# corners memorization



## Rosson91 (Apr 23, 2008)

I'm learning to slove the 3x3 BLD. I use the old pochmann method and when I memorize the edges I use words. My problem is the corners memorization because there are 3 possible orientations. Can you give me some tips?
thanks


----------



## joey (Apr 23, 2008)

You can also use words. Same as for edges, but 3 words per corner.


----------



## badmephisto (Apr 24, 2008)

actually corners are same as edges. Stefan doesnt properly explain that point in his guide. You dont need 3 letters to identify a corner position, you only need 2:

For example you would think that RD could be RDF and also RDB. However, if you introduce a convention where you Always describe each corner going strictly clockwise, then you can see that RDF exists, but RDB doesnt. So RD means RDF without any ambiguity.

I *think* this is what you meant. Corners and Edges are the same thing with that convention.


----------



## joey (Apr 24, 2008)

Well, that means you have even less images for corners. So 7 * 2 = 14 images for corners only!

EDIT: oops I messed up! What I said above isn't correct, but I'll leave it there historically!
We need to know something else from Rosson91, before we get into this ^^. When you say you memorise in words.. what do you mean? You create words on the fly from letters, or each piece has a word?


----------



## badmephisto (Apr 25, 2008)

joey said:


> Well, that means you have even less images for corners. So 7 * 2 = 14 images for corners only!
> 
> EDIT: oops I messed up! What I said above isn't correct, but I'll leave it there historically!
> We need to know something else from Rosson91, before we get into this ^^. When you say you memorise in words.. what do you mean? You create words on the fly from letters, or each piece has a word?

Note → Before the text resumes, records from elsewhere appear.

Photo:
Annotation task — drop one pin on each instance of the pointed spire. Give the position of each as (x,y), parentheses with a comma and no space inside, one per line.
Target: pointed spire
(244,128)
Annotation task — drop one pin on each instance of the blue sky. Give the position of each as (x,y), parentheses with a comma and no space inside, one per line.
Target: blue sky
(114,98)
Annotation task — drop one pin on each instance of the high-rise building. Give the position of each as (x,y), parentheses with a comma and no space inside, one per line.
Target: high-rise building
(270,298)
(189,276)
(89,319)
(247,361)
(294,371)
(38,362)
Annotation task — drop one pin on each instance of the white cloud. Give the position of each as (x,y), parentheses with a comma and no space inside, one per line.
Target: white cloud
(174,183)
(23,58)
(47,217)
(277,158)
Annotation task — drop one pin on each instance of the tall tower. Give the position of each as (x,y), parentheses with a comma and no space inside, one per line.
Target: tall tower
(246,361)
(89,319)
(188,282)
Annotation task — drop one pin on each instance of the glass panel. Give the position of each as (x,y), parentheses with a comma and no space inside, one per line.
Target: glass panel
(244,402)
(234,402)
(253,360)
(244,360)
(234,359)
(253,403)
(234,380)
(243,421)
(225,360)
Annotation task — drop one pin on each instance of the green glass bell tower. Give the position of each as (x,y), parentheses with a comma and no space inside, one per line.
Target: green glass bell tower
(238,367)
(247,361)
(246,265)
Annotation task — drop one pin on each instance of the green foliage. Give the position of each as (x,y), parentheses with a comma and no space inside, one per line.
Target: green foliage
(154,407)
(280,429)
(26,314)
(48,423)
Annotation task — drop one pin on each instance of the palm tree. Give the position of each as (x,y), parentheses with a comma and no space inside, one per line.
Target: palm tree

thats not true it depends on how many cycles you break into as well. And you have a single image for each position so you need 7 images in BEST case where you have one giant cycle. Usually its worse.


----------



## Rosson91 (Apr 25, 2008)

I remember the edges in this way: BD cecomes bed and RD becomes red. but with corners it's harder because there are more letters and i think i can gat confused.. thanks


----------